Grosse surprise l’été 2020 : Visma rachète Yuki. Pourquoi Visma ? Et pourquoi ne pas continuer à voler de vos propres ailes ?

 

Marc : «Pour nous aussi, c’était une surprise, car nous n’étions pas à vendre. Arco, Lucas et moi avons pris cette décision avec les autres actionnaires.

Dans le paysage belge, il y a en fait trois grands partenaires de reprise : Kluwer, Exact et le groupe Visma.

Si vous êtes repris par Kluwer, ça s’appelle “le cercueil”. Kluwer aurait aimé nous racheter, mais ça aurait été un peu comme un infanticide. Vous vendez votre entreprise, vous encaissez – et vous êtes mort.

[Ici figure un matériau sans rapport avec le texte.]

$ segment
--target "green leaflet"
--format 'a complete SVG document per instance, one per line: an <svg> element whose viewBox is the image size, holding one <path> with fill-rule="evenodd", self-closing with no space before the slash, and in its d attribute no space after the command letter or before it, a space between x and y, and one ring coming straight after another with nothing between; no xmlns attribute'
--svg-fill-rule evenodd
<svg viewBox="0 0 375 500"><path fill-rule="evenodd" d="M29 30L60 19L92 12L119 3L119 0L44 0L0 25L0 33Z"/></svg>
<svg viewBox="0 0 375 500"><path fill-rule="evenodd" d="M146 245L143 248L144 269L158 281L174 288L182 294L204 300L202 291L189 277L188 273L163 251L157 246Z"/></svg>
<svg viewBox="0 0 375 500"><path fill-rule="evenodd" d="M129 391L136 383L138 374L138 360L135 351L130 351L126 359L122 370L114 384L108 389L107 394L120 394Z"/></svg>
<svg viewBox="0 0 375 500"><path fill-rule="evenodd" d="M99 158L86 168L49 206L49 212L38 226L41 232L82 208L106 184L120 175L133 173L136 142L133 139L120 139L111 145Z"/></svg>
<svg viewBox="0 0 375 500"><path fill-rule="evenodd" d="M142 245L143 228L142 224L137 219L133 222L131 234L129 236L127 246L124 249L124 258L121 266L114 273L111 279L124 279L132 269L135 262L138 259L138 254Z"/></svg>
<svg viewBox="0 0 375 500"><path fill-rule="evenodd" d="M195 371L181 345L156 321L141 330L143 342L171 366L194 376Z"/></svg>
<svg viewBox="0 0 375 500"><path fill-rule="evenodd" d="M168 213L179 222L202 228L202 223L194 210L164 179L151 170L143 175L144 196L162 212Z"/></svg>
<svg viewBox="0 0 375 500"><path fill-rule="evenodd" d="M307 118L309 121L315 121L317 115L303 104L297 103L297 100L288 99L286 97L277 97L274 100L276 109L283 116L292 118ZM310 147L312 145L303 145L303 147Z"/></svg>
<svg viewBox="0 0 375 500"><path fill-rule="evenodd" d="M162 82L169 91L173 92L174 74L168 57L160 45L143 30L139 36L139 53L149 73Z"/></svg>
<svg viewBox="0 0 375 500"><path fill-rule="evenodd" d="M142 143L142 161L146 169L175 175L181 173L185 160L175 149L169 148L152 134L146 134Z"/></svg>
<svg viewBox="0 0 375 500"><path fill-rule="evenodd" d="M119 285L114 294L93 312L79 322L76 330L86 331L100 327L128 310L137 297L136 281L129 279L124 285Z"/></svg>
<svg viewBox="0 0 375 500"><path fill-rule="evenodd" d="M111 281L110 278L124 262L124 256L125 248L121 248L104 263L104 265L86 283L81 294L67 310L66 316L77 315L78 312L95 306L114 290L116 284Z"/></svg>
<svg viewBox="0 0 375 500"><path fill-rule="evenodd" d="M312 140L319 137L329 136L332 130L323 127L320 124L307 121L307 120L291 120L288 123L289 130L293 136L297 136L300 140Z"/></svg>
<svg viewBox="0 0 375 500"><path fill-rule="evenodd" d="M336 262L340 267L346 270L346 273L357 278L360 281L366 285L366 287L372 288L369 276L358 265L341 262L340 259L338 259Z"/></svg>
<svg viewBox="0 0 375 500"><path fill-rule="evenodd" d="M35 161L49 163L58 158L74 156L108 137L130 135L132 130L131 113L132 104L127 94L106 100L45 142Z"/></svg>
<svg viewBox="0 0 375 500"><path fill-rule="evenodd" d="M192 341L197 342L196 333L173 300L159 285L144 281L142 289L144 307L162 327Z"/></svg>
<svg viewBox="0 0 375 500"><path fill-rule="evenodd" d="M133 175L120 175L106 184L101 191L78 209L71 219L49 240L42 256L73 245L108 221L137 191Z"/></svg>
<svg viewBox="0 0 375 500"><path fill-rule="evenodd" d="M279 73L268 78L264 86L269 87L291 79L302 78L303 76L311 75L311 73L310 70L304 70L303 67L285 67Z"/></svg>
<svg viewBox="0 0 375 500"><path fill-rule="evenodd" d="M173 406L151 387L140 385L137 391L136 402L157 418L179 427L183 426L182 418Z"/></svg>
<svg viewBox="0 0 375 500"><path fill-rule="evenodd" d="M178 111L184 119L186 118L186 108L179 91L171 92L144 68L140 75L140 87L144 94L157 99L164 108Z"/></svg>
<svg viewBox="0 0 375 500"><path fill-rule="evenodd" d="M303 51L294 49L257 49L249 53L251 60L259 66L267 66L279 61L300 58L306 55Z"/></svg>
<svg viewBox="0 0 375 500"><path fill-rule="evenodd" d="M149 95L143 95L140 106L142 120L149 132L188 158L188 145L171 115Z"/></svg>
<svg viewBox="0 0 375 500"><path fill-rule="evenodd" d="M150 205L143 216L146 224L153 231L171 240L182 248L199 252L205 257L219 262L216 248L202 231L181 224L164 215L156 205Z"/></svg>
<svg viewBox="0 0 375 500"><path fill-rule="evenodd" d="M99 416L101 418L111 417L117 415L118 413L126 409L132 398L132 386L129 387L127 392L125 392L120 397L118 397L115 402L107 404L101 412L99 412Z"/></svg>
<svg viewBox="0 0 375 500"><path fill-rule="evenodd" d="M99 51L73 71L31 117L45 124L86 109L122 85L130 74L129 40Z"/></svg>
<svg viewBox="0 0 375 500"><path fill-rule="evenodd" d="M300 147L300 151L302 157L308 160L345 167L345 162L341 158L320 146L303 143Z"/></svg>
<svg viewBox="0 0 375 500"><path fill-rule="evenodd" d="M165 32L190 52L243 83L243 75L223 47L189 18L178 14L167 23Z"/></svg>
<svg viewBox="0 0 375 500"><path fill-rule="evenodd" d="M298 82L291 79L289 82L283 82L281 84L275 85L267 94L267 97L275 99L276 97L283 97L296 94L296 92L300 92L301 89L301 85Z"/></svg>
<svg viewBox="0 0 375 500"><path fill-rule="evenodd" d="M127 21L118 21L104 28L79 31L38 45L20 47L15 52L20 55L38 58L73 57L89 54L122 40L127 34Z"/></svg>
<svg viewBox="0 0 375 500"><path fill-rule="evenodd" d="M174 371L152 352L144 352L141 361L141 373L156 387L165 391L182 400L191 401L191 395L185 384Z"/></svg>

C’est-à dire que l’entreprise et le logiciel continuent d’exister, mais tous les bons collaborateurs s’en vont.

Et puis, il y a l’entreprise numéro deux, Exact. C’est aussi une belle firme. Je la connais bien, car Arco en a également été le fondateur. Exact intègre autant que possible toutes les entreprises qu’elle rachète à ses propres logiciels. Elle rachèterait tout simplement Yuki pour se débarrasser d’un concurrent gênant.

Enfin, il y a aussi Visma, qui était encore un peu l’inconnue au bataillon à ce moment-là. En février 2020, Yuki avait fait réaliser une étude de marché. On a tendance à penser que tout le monde nous connaît, mais qu’avons-nous constaté ? Avec un taux de reconnaissance d’environ 30% sur le marché général, Yuki, Exact et Kluwer étaient pratiquement ex aequo. Pas mal pour une jeune entreprise comme la nôtre. Et puis, il y avait l’outsider, avec 70% de reconnaissance : c’était Visma. Grâce au sponsoring d’une équipe cycliste professionnelle néerlandaise, avec notamment Wout Van Aert, la notoriété de la marque avait considérablement augmenté dans toute l’Europe.

Au départ, nous avons surtout écouté ce qu’ils avaient à nous dire. Chez Yuki, nous avions une certaine culture que nous voulions absolument conserver. Visma disait – et c’était presque incompréhensible pour nous – qu’il fallait absolument continuer à faire ce que nous faisions. La seule chose qu’ils voulaient, c’était un reporting solide des chiffres et une sécurité des données plus stricte. En effet, si Visma était sanctionné pour non-respect des règles du RGPD, l’amende s’élèverait à 3% du chiffre d’affaires du groupe.

Mais ce qui nous a surtout frappés, c’était que tout comme nous, Visma attache une grande importance au bien-être des collaborateurs. Tous les mois, par exemple, le groupe Visma mesure l’engagement de ses 15.000 collaborateurs avec un score eNPS.  Nous le faisions aussi, même chaque semaine. Deux ans après la reprise, les collaborateurs de Yuki sont toujours enthousiastes par rapport à cette décision. Nous faisons partie d’un grand club et nous pouvons partager beaucoup de connaissances.» 

Je ne peux pas ne pas évoquer la tarification de Yuki. Les experts-comptables me disent qu’elle a déjà été modifiée à plusieurs reprises, et qu’il y a encore eu une adaptation tout récemment.

 

Marc : «C’est tout au bénéfice des experts-comptables. Le prix a diminué de près de la moitié. Nous avons davantage impliqué les entrepreneurs.

Au départ, nous répercutions la tarification sur l’expert-comptable, qui décidait alors de prendre une marge importante ou non. Et nous avons vu que les entrepreneurs se sont mis à comparer, à chercher le bureau comptable qui leur offrirait Yuki au tarif le moins cher.

Nous nous sommes alors mis à scinder les tarifs : 1/3 pour le comptable et 2/3 pour l’entrepreneur. Après une évaluation, nous avons encore fait quelques ajustements. Il faut dire que dans le marché actuel, les frais ont fortement augmenté. D’où la dernière adaptation en date de nos tarifs. Il y a deux ans, l’un de nos concurrents avait déjà doublé ses prix.»

Fais-nous une prédiction : à quoi ressemblera le secteur de la comptabilité d’ici 5 ans ?

 

Marc : «Il y aura encore beaucoup plus de bureaux comptables qui travailleront de manière moderne. J’espère que certains d’entre eux se spécialiseront davantage par secteur. C’est une évolution à laquelle je crois beaucoup. Il y aura aussi des bureaux plus diversifiés, avec une offre de services plus large. Les choses ne feront que s’accélérer.»